In the late restoration stage (50–70 years), SOC content increased significantly to 7.08–8.87 g·kg−1 and DOC content reached 159.20–183.23 mg·kg−1 (Table S1), indicating substantial accumulation of soil organic matter. As vegetation restoration progressed, the composition of soil organic matter gradually shifted from simple, easily degradable compounds toward more complex, recalcitrant forms, Planctomycetes emerged as a key indicator taxon, with its genomes known to harbor diverse carbohydrate-active enzymes associated with complex polysaccharide decomposition [30], indirectly suggesting a tendency toward utilization of more complex carbon sources at this stage. Carbon source utilization data further indicated that the utilization of relatively complex carbon sources, including L-serine, phenylethylamine, and α-D-lactose, showed a notable increase at 50–70 years. Taken together, the soil physicochemical properties, community composition, and carbon source utilization data suggest that, as vegetation restoration progressed and soil organic matter continued to accumulate, the composition of available substrates became increasingly complex, and the capacity of microbial communities to utilize complex carbon sources gradually increased accordingly, reflecting a progressive shift in substrate utilization characteristics along the restoration chronosequence. Waldrop and Firestone [31] demonstrated that the selective utilization of specific carbon sources by different microbial functional groups is closely related to their phylogenetic background and metabolic capabilities, providing theoretical support for the association between shifts in dominant taxa and changes in carbon source utilization patterns observed in this study.

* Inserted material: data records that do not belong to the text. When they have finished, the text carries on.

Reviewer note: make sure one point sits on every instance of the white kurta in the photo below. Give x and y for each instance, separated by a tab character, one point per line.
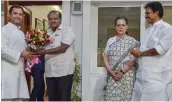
154	76
13	79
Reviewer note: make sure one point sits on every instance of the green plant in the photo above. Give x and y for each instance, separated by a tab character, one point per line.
76	80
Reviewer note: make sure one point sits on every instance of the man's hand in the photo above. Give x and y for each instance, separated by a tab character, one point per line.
136	52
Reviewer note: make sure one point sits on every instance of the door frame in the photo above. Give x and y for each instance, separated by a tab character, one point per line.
90	33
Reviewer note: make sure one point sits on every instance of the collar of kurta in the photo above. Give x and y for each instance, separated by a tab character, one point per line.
13	25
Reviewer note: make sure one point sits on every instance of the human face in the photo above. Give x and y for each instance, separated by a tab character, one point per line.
16	16
151	16
121	27
54	20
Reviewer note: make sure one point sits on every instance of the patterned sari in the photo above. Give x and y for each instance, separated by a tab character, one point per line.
121	90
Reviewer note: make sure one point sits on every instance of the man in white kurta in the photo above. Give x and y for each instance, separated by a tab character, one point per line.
154	76
59	59
13	81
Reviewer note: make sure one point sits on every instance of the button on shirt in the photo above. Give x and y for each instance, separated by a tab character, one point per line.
57	65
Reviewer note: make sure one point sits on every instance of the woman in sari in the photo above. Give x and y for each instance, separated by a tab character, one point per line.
119	63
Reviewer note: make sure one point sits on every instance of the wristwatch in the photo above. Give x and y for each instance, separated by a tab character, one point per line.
122	71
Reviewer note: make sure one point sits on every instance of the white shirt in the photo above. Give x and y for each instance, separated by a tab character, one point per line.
57	65
13	79
158	36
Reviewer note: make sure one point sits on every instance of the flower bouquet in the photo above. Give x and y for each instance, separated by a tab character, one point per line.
36	40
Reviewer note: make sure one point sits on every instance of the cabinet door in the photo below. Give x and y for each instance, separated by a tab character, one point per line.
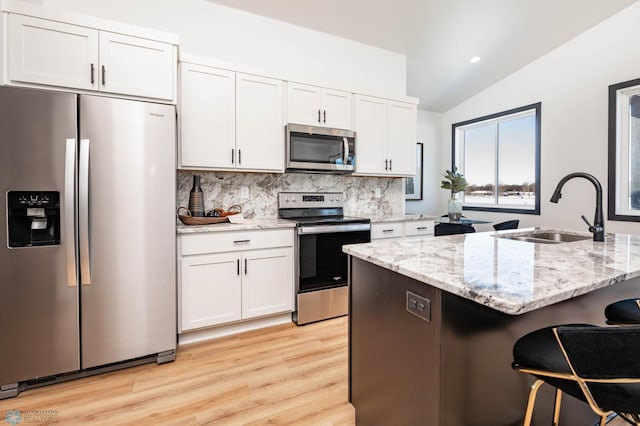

4.2. Stage-Specific Succession of Carbon Metabolism Pathways and Functional Gene Expression

During vegetation restoration in the Mu Us Sandy Land, microbial carbon metabolism pathways exhibited distinct stage-specific characteristics, progressing from an early period of diverse metabolic activity (high proportions of glycolysis, ED pathway, and methane oxidation), through an intermediate metabolic reorganization period (acetate metabolism dominated, with the 3HB cycle peaking), to a late functional specialization period (CBB cycle recovery and partial restoration of glycolysis). The contribution ratios of the acetyl-CoA-centered metabolic network changed significantly across different restoration stages. Particularly at 10 years of restoration, acetate as a key metabolic intermediate occupied a dominant position, which may be related to the higher biomass of C. korshinskii at this stage, with abundant root exudates and litter providing rich acetate precursors [32,33]. The pathway from carbon dioxide to methane showed a higher contribution ratio at 0 years but decreased significantly at 10 years. The declining contribution of methane metabolism pathways may reflect the transition of microbial communities from anaerobic to aerobic metabolism, which has positive implications for reducing greenhouse gas emissions [34]. The temporal variation characteristics of carbohydrate metabolism pathways reflected microbial utilization strategies for carbon sources of different complexity. Both glycolysis and the ED pathway showed high contribution ratios at 0 and 10 years, consistent with the predominance of easily utilizable carbon sources at this stage. With increasing restoration duration, the contribution ratios of both pathways decreased, which may be related to the shift of microbial communities toward utilizing more complex carbon sources. Notably, the contribution ratio of glycolysis showed a slight recovery at 50 and 70 years, suggesting that microbial communities may have optimized metabolic pathways with higher energy efficiency [35]. This stage-specific succession pattern of microbial carbon metabolism pathways suggests a dynamic response relationship between microbial community functions and vegetation restoration processes, providing microbiological insights for deeper understanding of carbon cycling mechanisms during ecological restoration of desertified lands and for optimizing restoration strategies.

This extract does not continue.